VW Golf R32: Anachronistic joy
Second-hand Style, with Richard Cooke
IMAGINE you fell asleep in 1980 and only woke up, Rip Van Winkle style, not 20 but 40 years later.
What’s changed? Everything if you’d been an epidemiologist Dutch settler (admittedly quite niche), and pretty much nothing if you’d been a keen VW fan.
That’s because in 1980 the VW to have was the Golf GTi – and in 2020 it is still the Golf GTi. Yes, horsepower has nearly trebled, and the engine is 20% bigger. Otherwise, the Golf remains the best family hatchback that, in GTi and ‘R’ form, sits at the top of VW’s performance range. And that feels right for a company calling itself ‘People’s Car’ – an honest runabout that can also be had with incredible pace, if you stump up the extra cash.
It feels right, but looking back to the recent past it is completely wrong. In the years old Rip was asleep, VW tried (and ultimately failed) to take the ‘People’s Car’ brand to some really crazy and exciting places. When this month’s test car was new in 2008, VW offered a 3.2 V6 (as seen here, shortly after superseded by a 3.6 V6), a 4.0 W8 (half of what would become a Bugatti W16), a 4.2 V8, a 5.0 V10 diesel and a 6.0 W12. The latter can still be found in new Bentleys today, and VW even toyed with putting it in the Golf. I’m not joking – they mounted their 640hp 12 cylinder engine just behind the front seats, like in that wonderful Clio V6 that made it into production. The W12 Golf didn’t though, so it turns out that there were some engineering and commercial limits in Wolfsburg.
The largest petrol engine you can buy from VW UK today is a 2 litre four cylinder. Think about that for a while. The Passat has to make do with a tiddly little 1.5. So, what happened? The unholy trinity of the VW diesel-gate scandal, emissions regulations that were then tightened further and the turbocharger facilitating the move to smaller, cleaner engines. This is all a precursor to the inevitable electric car sweeping everything combustion-powered away anyhow. I do like a turbo, but back in 2008 the Golf R32 didn’t need one. Instead, what you got was a large naturally aspirated 6 cylinder engine with 250hp, lots of low-down torque coupled to a four wheel drive system and a 6 speed manual gearbox.

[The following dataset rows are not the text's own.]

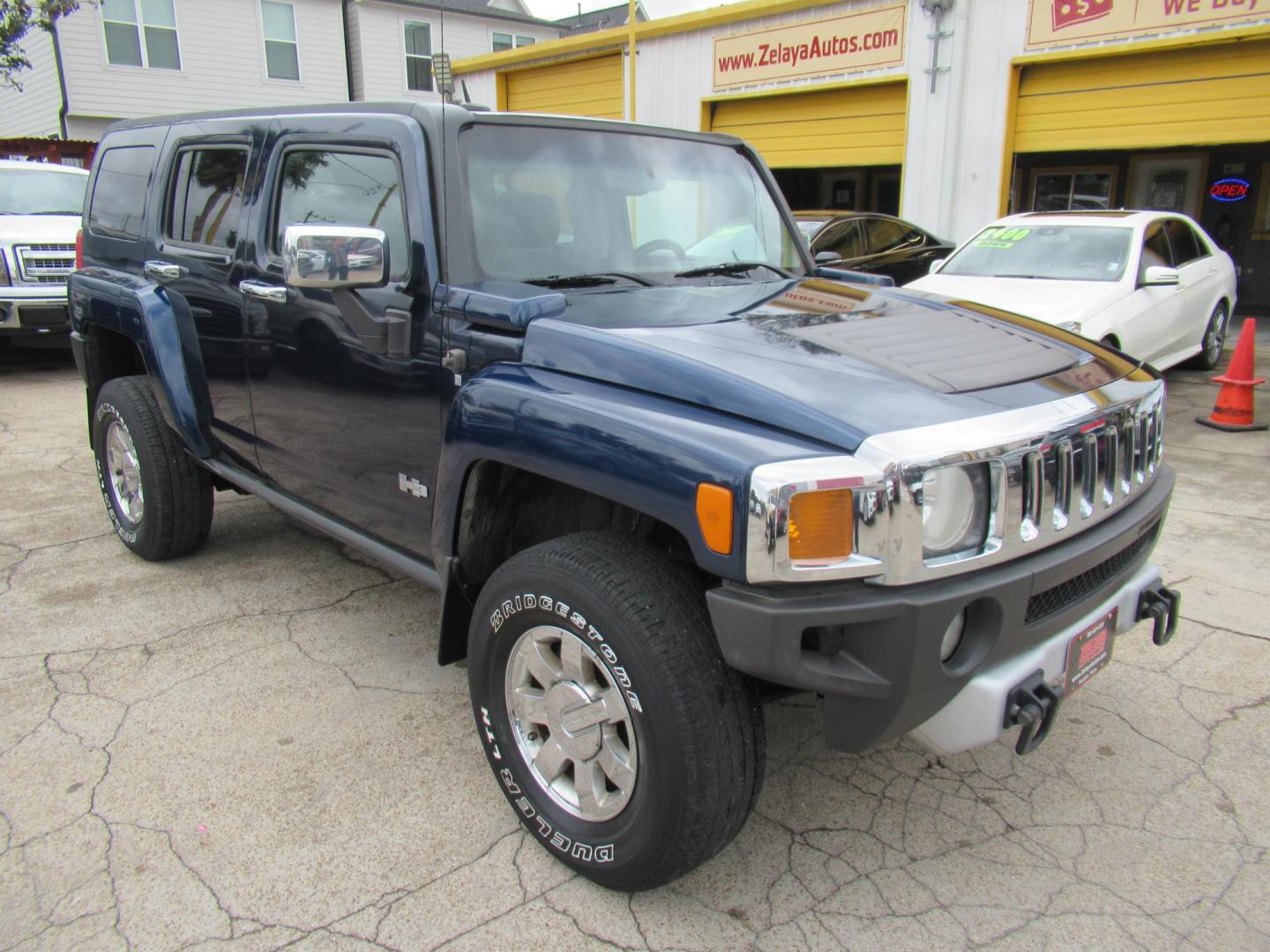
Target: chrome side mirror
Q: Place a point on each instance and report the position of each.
(1159, 274)
(334, 257)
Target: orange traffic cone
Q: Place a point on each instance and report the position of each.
(1233, 407)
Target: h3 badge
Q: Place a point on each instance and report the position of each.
(407, 484)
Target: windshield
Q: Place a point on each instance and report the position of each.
(810, 227)
(620, 207)
(1048, 251)
(37, 190)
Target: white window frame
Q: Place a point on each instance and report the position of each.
(265, 41)
(140, 26)
(406, 23)
(513, 38)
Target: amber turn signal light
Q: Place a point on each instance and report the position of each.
(714, 517)
(820, 525)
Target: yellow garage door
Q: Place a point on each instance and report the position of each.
(1201, 95)
(591, 86)
(855, 126)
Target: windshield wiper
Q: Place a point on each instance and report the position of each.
(730, 268)
(586, 280)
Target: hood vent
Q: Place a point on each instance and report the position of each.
(945, 351)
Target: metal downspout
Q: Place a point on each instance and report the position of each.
(348, 49)
(61, 80)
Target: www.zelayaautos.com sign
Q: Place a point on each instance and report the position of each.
(855, 41)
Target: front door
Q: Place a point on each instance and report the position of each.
(1154, 311)
(197, 259)
(1197, 271)
(347, 412)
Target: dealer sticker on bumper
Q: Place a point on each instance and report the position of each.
(1088, 652)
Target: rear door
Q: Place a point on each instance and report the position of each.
(347, 410)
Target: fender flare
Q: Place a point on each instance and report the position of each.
(163, 328)
(646, 452)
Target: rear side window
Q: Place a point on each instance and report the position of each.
(207, 197)
(120, 192)
(344, 188)
(1186, 247)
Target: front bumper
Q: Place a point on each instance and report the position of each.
(874, 651)
(32, 311)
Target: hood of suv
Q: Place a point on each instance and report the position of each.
(825, 360)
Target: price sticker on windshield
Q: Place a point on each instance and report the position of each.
(1001, 238)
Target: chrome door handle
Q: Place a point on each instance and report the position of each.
(277, 294)
(164, 271)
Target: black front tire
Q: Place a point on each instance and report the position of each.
(698, 724)
(176, 494)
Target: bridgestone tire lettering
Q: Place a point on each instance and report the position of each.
(178, 493)
(696, 723)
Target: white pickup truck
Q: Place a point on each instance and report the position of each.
(40, 215)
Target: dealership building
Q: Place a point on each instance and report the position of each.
(950, 112)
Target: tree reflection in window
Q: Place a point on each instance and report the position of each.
(346, 188)
(207, 197)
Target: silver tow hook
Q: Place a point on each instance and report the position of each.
(1033, 704)
(1163, 607)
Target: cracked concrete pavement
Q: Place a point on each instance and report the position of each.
(253, 747)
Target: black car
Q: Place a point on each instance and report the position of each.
(869, 242)
(660, 465)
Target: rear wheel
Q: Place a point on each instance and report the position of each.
(1213, 343)
(158, 498)
(616, 732)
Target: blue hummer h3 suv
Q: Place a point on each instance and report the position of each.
(585, 378)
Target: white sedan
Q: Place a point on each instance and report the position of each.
(1148, 283)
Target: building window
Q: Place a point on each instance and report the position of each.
(124, 31)
(280, 48)
(418, 57)
(504, 41)
(1065, 190)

Lovely. This particular example is in the perfect spec – blue, subtle and supple leather, 3 doors and low miles.
Behind the flat-bottomed steering wheel, it feels like new. The dash is modern enough, the cabin doesn’t squeak or rattle and the controls are light but responsive. You don’t notice the four-wheel drive setup at all, and the extra weight just feels like solidity rather than girth. The car has a wide, low stance that I liked, and placing it on the road is easy. This is a Golf, after all. The swanky Recaro seats are really comfortable, and I much preferred them to the cloth alternatives that lesser Golfs came with.
The gearbox, slick and easy to use, is great but quite low-geared. Think 26mph/1,000rpm, which means that at 70mph the engine is turning at 2,700rpm. I suspect this is to ensure that the V6 is always ‘on cam’ when you put your foot down (peak torque is at 2,500), but it means about 25mpg if driven nicely. Which would be a waste. You won’t just be spending on petrol either – the R32 is £580 to tax. Ouch. Reassuringly, enthusiasts don’t seem to care, as values of good R32s are creeping up, or at least they were before lockdown. The engine remains the shining star of the show – unlike a turbo-charged motor there is no sudden shove in the back. Instead the V6 pulls strongly from idle and piles on the power quite linearly as the revs rise. All accompanied by a throaty woofle from the close-set twin exhausts.
What goes wrong? Front arches rust, which is completely unforgivable in such a modern car. The 4WD transmission needs new oil every 40k miles, which isn’t cheap. Avoid the ‘DSG’ automatic, which, despite improvements, is still troublesome. Otherwise, this is a reliable purchase, but buttress your wallet for ongoing maintenance associated with any hot hatchback of this age.
I am always sad to see cars like this disappear from sale. Modern replacements, despite all their turbo power, will never replicate the lightweight responses of an early 80s GTi. They also miss the brawn of a V6 from VW’s wonderfully unhinged years. Get your hands on a fabulous dinosaur before they become extinct.
VW Golf R32 (Mk5), 2006-2009. What to pay: £9k to £13k with less than 80k miles.